Né à Madagascar, mais quand son père est mort, tombé à la bataille de Verdun 27 Août 1914, il déménage avec sa mère à Perpignan, France. En 1924, la mère meurt à cause de cancer et Claude est élevé par sa grand-mère et un cousin, qui devient le tuteur.
En 1931, il a commencé à se consacrer à la peinture et à la photographie, et, en 1936, de ses débuts en tant qu'écrivain, il est allé à Barcelone pour rejoindre les républicains qui sont opposés les troupes franquistes dans la guerre d'Espagne.
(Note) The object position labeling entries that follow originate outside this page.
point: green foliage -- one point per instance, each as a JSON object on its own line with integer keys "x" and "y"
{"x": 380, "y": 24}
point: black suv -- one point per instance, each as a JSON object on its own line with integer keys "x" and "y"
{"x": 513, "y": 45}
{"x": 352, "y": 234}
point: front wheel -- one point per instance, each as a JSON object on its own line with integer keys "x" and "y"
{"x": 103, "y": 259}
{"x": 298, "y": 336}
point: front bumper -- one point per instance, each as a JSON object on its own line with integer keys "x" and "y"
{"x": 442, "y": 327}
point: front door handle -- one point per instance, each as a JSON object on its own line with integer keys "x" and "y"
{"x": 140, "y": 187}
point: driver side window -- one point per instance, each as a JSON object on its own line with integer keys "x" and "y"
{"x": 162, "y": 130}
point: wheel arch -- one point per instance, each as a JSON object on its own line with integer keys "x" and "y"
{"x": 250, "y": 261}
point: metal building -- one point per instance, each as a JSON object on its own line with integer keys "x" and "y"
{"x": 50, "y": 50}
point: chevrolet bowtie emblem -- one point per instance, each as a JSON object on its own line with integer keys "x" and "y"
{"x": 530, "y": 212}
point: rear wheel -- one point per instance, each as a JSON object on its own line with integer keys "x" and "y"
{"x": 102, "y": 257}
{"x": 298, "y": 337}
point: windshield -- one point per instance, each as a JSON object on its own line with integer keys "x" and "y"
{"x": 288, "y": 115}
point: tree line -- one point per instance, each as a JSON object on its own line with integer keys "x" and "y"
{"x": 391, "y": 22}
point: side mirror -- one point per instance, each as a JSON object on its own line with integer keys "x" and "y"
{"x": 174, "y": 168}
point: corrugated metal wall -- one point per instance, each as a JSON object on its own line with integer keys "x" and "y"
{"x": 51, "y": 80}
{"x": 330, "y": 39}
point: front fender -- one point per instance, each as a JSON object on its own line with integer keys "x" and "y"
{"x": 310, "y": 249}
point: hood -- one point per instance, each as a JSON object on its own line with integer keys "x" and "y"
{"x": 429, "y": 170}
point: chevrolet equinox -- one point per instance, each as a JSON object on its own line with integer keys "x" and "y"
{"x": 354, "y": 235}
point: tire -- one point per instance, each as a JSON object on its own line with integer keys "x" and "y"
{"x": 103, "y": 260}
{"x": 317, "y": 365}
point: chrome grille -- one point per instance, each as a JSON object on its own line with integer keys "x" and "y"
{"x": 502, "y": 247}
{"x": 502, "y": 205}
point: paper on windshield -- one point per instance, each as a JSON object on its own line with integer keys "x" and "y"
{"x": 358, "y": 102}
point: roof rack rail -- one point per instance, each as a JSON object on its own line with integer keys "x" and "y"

De retour en France deux ans plus tard et a écrit le roman le Tricheur, qui sera publié seulement à la libération à la fin de la Seconde Guerre mondiale.

Au début de la guerre, en 1939, alors qu'il a rejoint un régiment de cavalerie, il est capturé par les Allemands, mais un an plus tard, il a réussi à s'échapper du camp de prison en Saxe. Après avoir atteint la France non occupée, où il arrête à Salses dans la Résistance. Après la guerre commence l'activité vigneronne.
Simon écrit un certain nombre de romans expérimentaux et peu convaincante: les cordes de Raide (1947), Gulliver (1952) et le Sacre du printemps (1954). La série se terminera avec le roman le Vent (1957).
Citation de son discours d'acceptation lors de la cérémonie de remise du prix Nobel (9 déc, 1985)
[Je suis maintenant un vieil homme, et comme beaucoup de citoyens de notre vieille Europe, la première partie de ma vie a été assez mouvementée: Je suis témoin d'une révolution, je me suis battu en particulièrement horrible (appartenait à l'un de ces régiments qui étaient plus de sacrifice froidement, et dont, le temps de huit jours, il ne restait pratiquement rien), je fus fait prisonnier, je l'ai connu la faim, la fatigue physique jusqu'à l'épuisement, je me suis échappé, je suis gravement malade et ai eu plus d'une Une fois près de la mort, violente ou naturelle, je me suis retrouvé sur le côté des gens de toutes sortes, les prêtres et les incendies criminels des églises, des anarchistes calme et bourgeois, des philosophes et des analphabètes, je partageais le pain avec les mendiants, enfin je l'ai voyagé un peu partout dans le monde ... et pourtant je ne l'ai pas toujours, à soixante-deux ans, trouvé aucun sens à ce que, si pas - comme il le dit, je crois, Barthes citant Shakespeare - que «si le monde signifie quelque chose, il ne veut rien dire,« à l'exception qui existe.]